Tal como eu parece que também a Terra decidiu desanuviar. Depois de dias e dias constantes de sol ardente, ar irrespirável, uma atmosfera carregada, chuveu laboriosamente durante a tarde, como um desabafo divino. Abri a persiana com medo que alguém ouvisse, a janela de par em par, e sentei-me a medo no parapeito da varanda. Como precaução levei uma manta comigo, qual o meu espanto quando reparo que voltámos à velha brisa, leve, suada, agradavelmente fugaz. Tenho a alma perturbada, consequência de um pensar incessante, rios de emoções que se cruzam a desaguar no mesmo mar, formando um estuário confuso, onde procurar significa uma agulha num palheiro; e eu sem vontade de me fazer à vida, preguiçosa, a deixá-las baralharem-se ainda mais.
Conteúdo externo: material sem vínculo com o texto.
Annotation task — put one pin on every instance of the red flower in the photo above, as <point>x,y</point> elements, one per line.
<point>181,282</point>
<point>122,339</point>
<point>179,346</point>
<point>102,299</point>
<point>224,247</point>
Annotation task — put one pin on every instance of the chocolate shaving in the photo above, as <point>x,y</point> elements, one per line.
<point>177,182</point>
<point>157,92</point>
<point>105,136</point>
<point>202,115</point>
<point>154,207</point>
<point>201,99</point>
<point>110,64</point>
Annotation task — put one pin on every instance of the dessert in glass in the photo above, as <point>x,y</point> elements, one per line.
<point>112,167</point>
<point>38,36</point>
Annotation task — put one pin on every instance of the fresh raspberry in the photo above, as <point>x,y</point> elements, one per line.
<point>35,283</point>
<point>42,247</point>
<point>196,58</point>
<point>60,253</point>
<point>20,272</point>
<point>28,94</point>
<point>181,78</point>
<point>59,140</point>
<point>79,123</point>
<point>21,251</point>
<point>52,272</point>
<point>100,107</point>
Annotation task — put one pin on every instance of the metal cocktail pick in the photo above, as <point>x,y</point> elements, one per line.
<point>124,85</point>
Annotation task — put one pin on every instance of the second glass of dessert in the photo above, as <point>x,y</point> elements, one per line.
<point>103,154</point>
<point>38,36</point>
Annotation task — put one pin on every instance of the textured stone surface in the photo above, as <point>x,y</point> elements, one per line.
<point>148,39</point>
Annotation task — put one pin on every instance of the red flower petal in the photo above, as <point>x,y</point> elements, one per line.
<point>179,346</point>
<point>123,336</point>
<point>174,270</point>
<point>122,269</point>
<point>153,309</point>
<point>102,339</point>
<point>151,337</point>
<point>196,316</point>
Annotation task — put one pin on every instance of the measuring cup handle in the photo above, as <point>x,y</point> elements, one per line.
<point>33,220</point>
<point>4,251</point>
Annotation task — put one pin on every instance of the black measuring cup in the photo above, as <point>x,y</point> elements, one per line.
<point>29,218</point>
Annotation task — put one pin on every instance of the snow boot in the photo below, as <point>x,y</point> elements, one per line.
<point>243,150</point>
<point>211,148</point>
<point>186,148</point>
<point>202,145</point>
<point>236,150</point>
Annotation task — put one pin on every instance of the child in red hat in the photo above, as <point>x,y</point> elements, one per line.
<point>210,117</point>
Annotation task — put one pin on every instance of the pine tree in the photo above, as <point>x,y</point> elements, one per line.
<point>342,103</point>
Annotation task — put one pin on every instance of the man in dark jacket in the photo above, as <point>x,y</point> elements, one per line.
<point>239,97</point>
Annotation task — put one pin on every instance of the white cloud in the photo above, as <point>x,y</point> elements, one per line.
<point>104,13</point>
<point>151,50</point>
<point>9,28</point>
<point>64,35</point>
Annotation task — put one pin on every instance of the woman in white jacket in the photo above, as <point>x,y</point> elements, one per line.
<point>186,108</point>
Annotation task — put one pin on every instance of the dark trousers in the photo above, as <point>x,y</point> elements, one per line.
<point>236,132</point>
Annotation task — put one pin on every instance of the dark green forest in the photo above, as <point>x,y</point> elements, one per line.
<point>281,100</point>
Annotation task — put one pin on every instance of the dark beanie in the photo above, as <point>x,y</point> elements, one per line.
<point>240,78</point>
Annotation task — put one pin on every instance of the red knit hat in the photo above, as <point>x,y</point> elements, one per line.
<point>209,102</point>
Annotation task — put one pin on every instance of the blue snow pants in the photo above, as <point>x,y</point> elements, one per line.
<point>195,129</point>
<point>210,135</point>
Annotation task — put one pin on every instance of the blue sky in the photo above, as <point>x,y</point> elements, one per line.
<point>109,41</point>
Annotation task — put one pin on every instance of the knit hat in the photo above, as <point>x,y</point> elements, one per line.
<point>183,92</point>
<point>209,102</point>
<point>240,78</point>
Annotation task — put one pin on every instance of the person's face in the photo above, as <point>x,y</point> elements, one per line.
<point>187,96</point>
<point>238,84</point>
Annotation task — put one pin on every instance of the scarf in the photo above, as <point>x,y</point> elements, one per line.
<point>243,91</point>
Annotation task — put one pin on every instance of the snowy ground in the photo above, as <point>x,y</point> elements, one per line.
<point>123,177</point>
Também preciso de descansar de tudo isto, mas as nuvens da minha cabeça quanto mais pesadas menos descarregam. Estou a entrar no culminar de muita coisa, que não sei onde vão parar. Chorar não sou capaz. Sou fria e directa demais para isso, mas preciso. Como escreveu Luís Soares no seu Regresso a Barcelona, fecho os olhos e nem assim encontro as lágrimas; deixo-me cair para o lado, sinto o aroma intenso das madeixas de cabelo que me caem sobre a cara, e sou só um corpo inerte, na posição fetal, sem qualquer consolo, num quarto vazio a cheirar a tabaco.
1 comentário:
Texto lindo...excepto o cheiro a tabaco.